Thanks CB. I understood your motive. The challenges are getting a little much, aren't they?


----------



## rebel66 (Mar 6, 2012)

Thanks Rayah, I am aware of the VIP site and contracts. I have owned show quality borzois with full breeding rights. I agree, there are different motives for breeding as well, ie., to make a buck as opposed to furthering the breed. I never bred my Borzois because my male was not up to snuff in my opinion. 

I'm still slightly confused as to why it is okay for some to advertise on Kijiji as long as they say all that stuff and then other people will issue a blanket statement saying "no good breeder would do such a thing".

http://www.poodleforum.com/16-poodle-breeder-directory/19078-found-cute-puppy-but.html#post234746

It was _such_ an issue when I asked about pups advertised there before. Btw., I did check the original ad out, got full pedigrees of each parent, a copy of the contract, etc, etc., in case I did decide to buy. I eventually did not buy as the timing was not right for us. 

Eventually, I do want to get a sweet little girl, preferably silver, cream, apricot, or a parti but most of all healthy with good temperment! I don't want to get stuck with a lemon but on a disability pension, I can't buy top notch show quality. Nor should I. Those pups should go to homes where they will be allowed to reach their maximum potential. 
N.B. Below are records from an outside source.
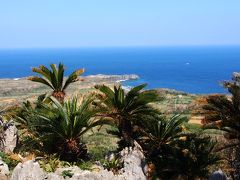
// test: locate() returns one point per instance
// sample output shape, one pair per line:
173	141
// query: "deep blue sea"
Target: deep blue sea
190	69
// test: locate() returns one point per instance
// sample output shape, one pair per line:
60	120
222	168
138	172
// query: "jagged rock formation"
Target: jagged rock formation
133	159
4	171
9	140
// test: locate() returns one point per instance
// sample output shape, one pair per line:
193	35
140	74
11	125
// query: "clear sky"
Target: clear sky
77	23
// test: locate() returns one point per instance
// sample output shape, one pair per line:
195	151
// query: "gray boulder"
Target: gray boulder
134	163
9	137
4	171
29	170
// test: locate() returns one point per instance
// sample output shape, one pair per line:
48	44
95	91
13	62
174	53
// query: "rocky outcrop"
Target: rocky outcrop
4	171
133	160
134	163
29	170
9	137
78	174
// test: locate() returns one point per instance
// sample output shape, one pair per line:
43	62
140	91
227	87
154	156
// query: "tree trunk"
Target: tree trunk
126	131
59	95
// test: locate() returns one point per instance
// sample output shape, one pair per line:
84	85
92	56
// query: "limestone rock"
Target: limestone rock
78	174
9	137
134	163
4	171
29	170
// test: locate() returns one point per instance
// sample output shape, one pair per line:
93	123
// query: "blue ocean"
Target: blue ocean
196	70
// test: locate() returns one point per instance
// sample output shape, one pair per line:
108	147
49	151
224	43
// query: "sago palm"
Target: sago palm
59	128
54	78
126	109
175	151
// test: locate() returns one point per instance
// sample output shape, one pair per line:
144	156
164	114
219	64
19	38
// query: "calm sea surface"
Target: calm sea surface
191	69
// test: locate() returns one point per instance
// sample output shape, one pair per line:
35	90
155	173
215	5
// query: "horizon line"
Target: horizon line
121	46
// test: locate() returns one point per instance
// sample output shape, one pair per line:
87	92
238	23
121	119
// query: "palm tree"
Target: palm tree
54	78
126	109
59	128
223	111
175	152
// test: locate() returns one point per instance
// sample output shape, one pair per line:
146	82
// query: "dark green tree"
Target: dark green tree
54	78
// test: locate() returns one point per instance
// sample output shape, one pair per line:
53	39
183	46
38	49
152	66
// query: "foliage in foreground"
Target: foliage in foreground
126	109
223	112
175	152
56	128
54	78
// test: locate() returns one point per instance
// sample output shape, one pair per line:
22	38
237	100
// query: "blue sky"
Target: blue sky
77	23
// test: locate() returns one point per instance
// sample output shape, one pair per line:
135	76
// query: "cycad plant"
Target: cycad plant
126	109
54	78
176	152
59	128
223	111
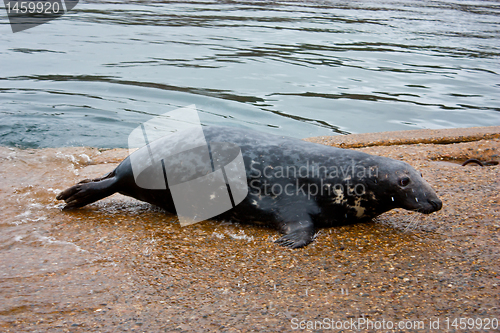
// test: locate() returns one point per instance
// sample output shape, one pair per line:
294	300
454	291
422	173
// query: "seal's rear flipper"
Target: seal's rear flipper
88	191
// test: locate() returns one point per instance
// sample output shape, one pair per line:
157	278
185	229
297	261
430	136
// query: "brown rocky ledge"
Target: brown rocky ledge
120	265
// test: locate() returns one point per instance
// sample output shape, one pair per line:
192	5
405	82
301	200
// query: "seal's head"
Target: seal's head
401	186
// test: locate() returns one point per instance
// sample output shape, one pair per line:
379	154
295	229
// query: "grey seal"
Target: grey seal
293	185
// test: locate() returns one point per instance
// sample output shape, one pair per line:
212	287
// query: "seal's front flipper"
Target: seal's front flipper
302	234
88	191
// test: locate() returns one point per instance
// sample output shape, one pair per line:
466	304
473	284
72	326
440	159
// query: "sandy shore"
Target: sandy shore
121	265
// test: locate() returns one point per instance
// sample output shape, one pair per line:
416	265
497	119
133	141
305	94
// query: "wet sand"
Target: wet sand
122	265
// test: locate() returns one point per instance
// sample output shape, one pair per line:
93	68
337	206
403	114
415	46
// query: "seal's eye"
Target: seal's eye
404	181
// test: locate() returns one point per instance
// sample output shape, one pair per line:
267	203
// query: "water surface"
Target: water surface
294	68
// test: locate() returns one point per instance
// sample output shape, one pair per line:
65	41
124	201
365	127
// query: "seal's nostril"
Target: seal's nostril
437	204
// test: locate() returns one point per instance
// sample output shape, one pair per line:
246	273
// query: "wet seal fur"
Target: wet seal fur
295	186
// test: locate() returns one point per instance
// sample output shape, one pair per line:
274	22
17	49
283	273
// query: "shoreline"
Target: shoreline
121	264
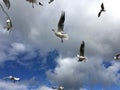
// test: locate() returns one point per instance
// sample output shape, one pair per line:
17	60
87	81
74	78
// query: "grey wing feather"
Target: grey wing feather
82	49
61	22
7	3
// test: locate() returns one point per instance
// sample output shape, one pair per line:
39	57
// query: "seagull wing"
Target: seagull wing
32	1
99	13
82	49
50	1
7	3
61	22
40	4
102	6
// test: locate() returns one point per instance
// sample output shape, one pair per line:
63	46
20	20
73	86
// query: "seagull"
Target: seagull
81	56
59	88
34	1
60	32
8	24
8	21
50	1
12	78
7	3
102	10
117	57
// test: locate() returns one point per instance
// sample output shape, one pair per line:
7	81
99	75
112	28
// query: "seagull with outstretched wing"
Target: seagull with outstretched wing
7	3
59	88
50	1
34	2
102	10
81	56
14	79
59	33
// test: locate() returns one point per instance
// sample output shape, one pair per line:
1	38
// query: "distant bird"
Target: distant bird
81	56
34	2
8	25
117	57
14	79
8	21
7	3
59	88
50	1
102	10
60	32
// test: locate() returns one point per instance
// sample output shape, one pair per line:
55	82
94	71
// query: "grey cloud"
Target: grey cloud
74	75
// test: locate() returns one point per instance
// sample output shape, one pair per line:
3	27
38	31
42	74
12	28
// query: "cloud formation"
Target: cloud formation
75	75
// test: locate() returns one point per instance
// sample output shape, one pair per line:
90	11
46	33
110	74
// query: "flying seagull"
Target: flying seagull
102	10
40	4
117	57
59	33
34	2
81	56
59	88
7	3
50	1
8	21
12	78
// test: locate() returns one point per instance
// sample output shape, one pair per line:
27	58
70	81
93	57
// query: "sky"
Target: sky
32	52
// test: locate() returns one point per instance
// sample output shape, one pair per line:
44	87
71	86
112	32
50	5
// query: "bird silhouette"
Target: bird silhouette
58	88
102	10
59	33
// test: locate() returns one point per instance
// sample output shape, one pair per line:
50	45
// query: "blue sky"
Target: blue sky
33	53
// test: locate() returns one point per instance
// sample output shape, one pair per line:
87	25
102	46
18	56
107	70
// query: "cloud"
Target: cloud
74	75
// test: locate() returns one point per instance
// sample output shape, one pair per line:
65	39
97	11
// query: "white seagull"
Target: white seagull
12	78
8	21
60	32
50	1
81	56
59	88
34	2
117	57
8	25
7	3
102	10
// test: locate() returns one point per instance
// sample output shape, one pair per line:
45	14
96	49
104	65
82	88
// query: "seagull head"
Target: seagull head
8	20
53	30
115	57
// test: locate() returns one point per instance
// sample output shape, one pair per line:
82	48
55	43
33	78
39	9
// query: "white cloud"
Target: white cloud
73	74
18	47
11	86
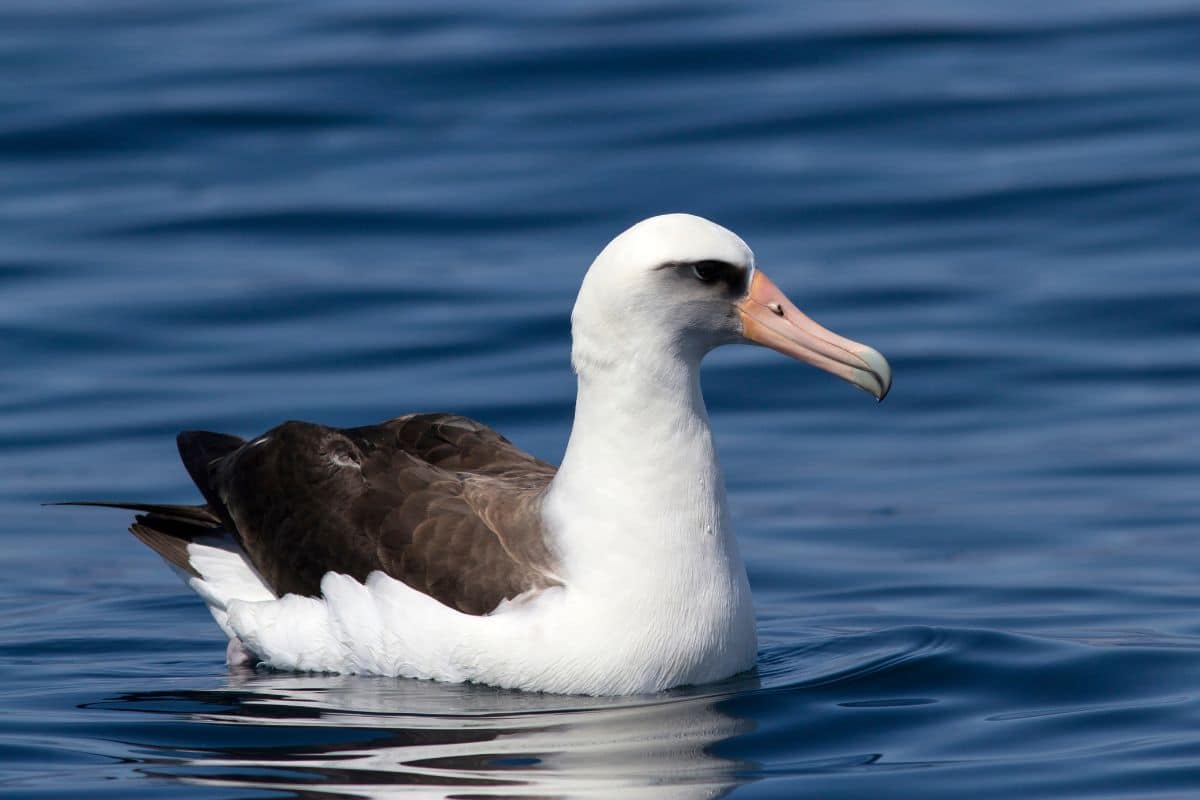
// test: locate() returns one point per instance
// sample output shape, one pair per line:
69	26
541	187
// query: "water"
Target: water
221	215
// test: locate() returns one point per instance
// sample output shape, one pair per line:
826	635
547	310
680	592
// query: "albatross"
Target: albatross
430	546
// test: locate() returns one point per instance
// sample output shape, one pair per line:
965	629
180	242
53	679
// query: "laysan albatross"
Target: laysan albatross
430	546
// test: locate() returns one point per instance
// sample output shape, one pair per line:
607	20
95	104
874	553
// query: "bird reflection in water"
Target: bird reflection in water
347	735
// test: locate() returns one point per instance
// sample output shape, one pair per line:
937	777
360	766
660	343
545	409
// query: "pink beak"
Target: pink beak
769	318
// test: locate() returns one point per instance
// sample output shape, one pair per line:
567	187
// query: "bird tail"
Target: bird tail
166	529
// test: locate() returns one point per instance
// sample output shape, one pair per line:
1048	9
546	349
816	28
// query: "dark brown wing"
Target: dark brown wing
439	501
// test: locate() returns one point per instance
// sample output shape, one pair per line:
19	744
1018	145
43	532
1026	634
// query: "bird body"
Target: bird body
429	546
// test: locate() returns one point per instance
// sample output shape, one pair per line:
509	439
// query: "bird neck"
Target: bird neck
640	465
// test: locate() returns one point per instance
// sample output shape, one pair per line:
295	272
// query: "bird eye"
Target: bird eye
707	271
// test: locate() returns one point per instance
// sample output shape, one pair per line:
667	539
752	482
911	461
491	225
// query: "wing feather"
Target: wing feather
439	501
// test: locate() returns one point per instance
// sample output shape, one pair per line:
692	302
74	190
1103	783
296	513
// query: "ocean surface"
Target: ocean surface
223	215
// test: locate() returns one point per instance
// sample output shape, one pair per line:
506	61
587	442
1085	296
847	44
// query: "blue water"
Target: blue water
222	215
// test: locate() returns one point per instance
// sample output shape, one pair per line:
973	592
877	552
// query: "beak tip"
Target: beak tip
879	370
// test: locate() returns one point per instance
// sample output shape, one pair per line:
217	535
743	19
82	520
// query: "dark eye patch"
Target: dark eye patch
713	271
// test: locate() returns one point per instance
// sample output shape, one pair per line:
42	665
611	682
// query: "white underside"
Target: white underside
556	641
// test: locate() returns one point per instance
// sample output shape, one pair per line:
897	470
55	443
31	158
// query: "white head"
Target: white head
673	287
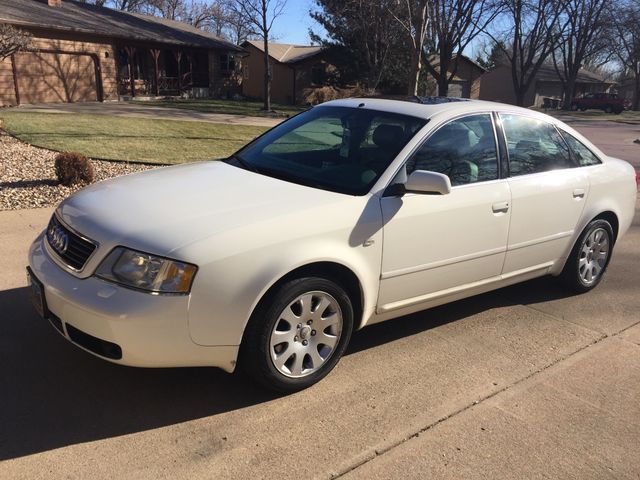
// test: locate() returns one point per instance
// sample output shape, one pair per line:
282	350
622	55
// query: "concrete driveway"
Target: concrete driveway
524	382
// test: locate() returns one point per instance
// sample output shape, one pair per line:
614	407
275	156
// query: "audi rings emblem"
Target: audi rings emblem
58	239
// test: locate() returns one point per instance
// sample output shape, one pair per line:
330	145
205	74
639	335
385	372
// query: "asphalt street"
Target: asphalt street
523	382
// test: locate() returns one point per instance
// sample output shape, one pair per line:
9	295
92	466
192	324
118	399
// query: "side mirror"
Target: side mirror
422	181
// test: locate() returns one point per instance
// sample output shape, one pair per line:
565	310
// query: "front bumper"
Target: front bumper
149	330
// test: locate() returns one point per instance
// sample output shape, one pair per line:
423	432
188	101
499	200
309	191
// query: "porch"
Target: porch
162	71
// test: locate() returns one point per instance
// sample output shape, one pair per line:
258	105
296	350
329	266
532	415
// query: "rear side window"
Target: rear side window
534	146
463	149
581	153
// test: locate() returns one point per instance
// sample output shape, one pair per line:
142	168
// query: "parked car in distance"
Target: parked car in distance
608	102
351	213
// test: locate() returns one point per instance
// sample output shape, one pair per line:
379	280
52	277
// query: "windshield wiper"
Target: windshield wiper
243	163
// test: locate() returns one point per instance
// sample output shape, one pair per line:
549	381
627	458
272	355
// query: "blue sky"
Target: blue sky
293	25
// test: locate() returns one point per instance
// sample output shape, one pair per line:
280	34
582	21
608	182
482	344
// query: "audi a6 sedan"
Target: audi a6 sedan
351	213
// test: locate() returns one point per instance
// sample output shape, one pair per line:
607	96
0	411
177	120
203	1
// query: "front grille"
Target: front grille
72	249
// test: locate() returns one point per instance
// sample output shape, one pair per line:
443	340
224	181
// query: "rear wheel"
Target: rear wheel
296	338
589	258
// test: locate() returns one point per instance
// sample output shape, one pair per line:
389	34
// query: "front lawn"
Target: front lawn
232	107
130	139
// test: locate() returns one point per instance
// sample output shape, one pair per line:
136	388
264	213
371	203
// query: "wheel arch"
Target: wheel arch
330	270
610	217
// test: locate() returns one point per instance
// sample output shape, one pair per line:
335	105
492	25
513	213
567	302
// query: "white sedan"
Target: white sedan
351	213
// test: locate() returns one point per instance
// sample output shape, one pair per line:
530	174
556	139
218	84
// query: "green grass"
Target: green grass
130	139
628	116
233	107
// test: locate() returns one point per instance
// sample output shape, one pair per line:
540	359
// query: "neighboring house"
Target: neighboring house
497	85
627	89
466	81
82	52
295	69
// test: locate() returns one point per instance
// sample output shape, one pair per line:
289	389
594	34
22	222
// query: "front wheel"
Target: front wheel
589	257
295	338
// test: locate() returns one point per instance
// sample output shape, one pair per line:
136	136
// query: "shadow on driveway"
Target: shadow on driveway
54	394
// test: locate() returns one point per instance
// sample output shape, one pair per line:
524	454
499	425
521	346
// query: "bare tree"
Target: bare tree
413	16
12	40
237	27
261	14
454	25
533	30
626	43
581	41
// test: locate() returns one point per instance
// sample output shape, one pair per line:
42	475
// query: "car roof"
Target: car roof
442	110
430	107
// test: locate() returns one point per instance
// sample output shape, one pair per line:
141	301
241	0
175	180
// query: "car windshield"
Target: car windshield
341	149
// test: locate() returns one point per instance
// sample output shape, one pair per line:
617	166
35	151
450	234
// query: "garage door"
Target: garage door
55	77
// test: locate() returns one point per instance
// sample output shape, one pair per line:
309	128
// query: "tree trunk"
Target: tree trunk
636	93
443	84
267	76
569	93
414	75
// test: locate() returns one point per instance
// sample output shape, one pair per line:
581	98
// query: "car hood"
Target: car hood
160	211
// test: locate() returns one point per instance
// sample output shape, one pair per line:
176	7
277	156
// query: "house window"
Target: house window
227	63
318	74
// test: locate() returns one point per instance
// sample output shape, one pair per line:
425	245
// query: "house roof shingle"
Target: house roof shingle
547	73
287	53
79	17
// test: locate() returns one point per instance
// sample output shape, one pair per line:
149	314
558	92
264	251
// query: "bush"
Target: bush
73	168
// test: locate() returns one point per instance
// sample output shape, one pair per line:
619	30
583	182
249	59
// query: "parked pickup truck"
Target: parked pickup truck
609	102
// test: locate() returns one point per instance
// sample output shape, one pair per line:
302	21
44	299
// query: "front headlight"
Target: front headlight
146	272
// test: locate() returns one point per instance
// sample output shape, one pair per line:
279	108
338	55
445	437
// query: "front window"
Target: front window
340	149
227	62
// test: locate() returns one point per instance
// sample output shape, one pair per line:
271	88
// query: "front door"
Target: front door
439	244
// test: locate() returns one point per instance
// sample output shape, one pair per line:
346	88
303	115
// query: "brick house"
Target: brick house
82	52
295	69
464	84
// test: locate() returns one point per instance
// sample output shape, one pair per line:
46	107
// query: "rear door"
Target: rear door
548	193
440	244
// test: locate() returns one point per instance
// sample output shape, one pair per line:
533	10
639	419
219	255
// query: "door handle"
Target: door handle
500	207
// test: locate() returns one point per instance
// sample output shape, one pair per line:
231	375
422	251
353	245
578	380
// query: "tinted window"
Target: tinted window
582	154
342	149
534	145
464	150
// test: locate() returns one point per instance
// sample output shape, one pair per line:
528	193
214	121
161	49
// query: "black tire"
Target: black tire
256	350
574	268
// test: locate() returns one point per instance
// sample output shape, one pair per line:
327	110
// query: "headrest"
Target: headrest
388	136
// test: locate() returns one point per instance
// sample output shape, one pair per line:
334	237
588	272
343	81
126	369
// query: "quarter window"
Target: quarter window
581	153
534	146
463	149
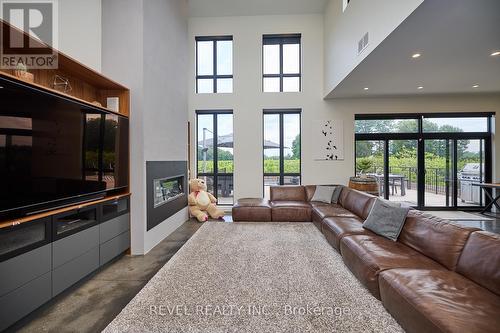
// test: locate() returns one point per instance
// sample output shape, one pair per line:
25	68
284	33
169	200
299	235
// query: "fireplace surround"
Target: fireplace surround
166	190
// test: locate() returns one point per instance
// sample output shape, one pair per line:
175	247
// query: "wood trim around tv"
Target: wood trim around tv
88	86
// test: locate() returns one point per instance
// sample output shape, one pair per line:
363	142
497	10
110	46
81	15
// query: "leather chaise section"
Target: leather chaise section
367	256
438	301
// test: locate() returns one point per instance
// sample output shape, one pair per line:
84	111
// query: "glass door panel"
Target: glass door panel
272	144
291	149
439	177
403	171
205	158
370	161
225	159
470	170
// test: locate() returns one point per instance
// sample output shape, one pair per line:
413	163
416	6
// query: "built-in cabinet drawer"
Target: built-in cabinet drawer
71	272
114	227
113	208
71	247
20	270
23	300
21	238
114	247
42	258
74	221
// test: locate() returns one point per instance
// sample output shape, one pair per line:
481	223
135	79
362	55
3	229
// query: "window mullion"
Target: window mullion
215	65
281	66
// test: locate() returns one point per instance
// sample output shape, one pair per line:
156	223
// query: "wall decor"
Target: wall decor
328	138
62	84
113	103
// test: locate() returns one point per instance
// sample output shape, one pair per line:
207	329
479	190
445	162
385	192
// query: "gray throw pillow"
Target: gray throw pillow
323	194
386	219
336	194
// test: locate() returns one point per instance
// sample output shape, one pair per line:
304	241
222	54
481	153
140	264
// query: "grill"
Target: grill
470	174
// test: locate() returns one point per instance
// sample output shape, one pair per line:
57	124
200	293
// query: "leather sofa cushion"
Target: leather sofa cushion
331	210
252	210
367	256
480	260
318	204
335	228
310	189
343	195
288	193
438	301
435	238
358	203
290	211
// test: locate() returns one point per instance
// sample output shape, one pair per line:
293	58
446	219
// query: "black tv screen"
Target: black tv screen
55	150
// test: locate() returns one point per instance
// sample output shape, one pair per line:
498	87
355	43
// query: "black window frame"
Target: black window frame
282	39
281	174
214	76
421	136
215	173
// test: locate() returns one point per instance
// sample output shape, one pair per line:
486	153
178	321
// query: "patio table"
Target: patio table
486	187
392	179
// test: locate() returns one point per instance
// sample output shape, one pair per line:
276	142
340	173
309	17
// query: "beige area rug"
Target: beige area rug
255	277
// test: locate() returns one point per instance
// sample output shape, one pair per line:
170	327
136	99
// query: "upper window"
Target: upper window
458	124
214	65
386	126
281	63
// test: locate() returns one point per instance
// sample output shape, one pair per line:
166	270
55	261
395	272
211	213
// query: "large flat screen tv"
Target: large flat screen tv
55	150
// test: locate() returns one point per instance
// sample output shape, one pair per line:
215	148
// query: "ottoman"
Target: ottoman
252	210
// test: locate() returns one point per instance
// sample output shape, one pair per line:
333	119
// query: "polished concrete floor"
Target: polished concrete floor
93	303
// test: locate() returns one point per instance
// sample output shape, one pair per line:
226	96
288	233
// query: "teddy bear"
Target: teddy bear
201	202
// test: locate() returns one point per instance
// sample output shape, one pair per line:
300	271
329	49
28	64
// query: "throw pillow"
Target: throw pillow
336	194
386	219
323	194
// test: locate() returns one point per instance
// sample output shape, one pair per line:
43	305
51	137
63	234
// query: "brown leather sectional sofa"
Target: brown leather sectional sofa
438	276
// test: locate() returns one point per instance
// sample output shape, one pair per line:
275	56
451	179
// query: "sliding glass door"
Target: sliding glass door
281	147
215	153
427	161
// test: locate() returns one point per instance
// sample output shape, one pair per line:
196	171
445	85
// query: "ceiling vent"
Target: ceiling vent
363	43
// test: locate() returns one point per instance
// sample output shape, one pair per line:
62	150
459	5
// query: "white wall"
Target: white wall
144	47
343	30
165	94
80	31
248	100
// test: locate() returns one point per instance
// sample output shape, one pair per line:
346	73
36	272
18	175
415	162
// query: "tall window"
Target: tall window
214	64
215	153
281	63
282	152
427	160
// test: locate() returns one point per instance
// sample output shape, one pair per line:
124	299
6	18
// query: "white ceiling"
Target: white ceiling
207	8
455	37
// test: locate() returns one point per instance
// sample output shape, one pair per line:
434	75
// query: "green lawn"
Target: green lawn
270	166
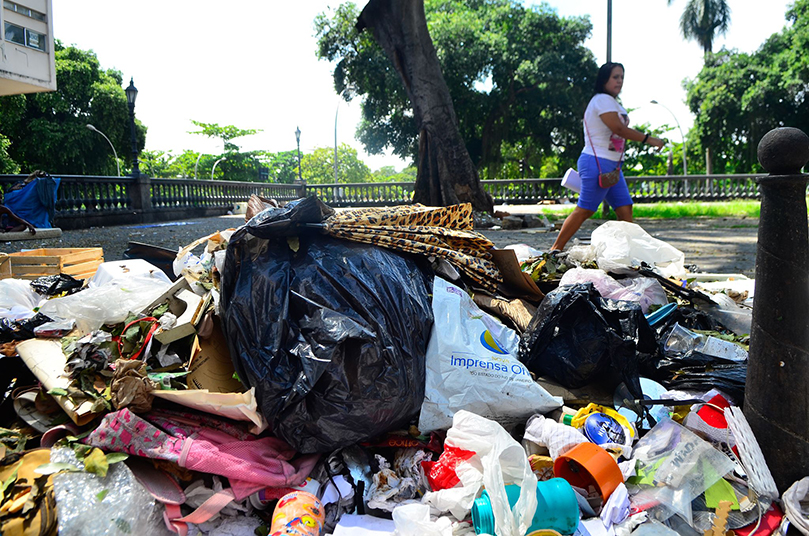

There are no poodles in our shelter. I can see there being a lot of "doodles" there in the next few years but that's another issue :ahhhhh: 

Have a good one,

Chris


----------



## Indiana (Sep 11, 2011)

Personally I don't think it makes a difference where breeders advertise, as it's not the ads that matter, it's screening the prospective owners and ensuring the puppies go to good homes that is crucial. Kijiji is free and accessible to millions of people, so why not. I often do a search for standard poodles just 'cuz I love looking at the photos of poodles  Advertising in exclusive poodle publications doesn't mean the breeder is any more careful about puppy placement or anything else. Likewise when prospective buyers are looking for a puppy, the same careful research should apply to any breeder even if they have expensive glossy ads, before we choose a puppy.


----------



## Pluto (Jul 8, 2012)

Rebel/Chris, what is your game? Why do you keep linking back to one post, from one poster, with one opinion and ignoring all of the discussion and supporting information from others? 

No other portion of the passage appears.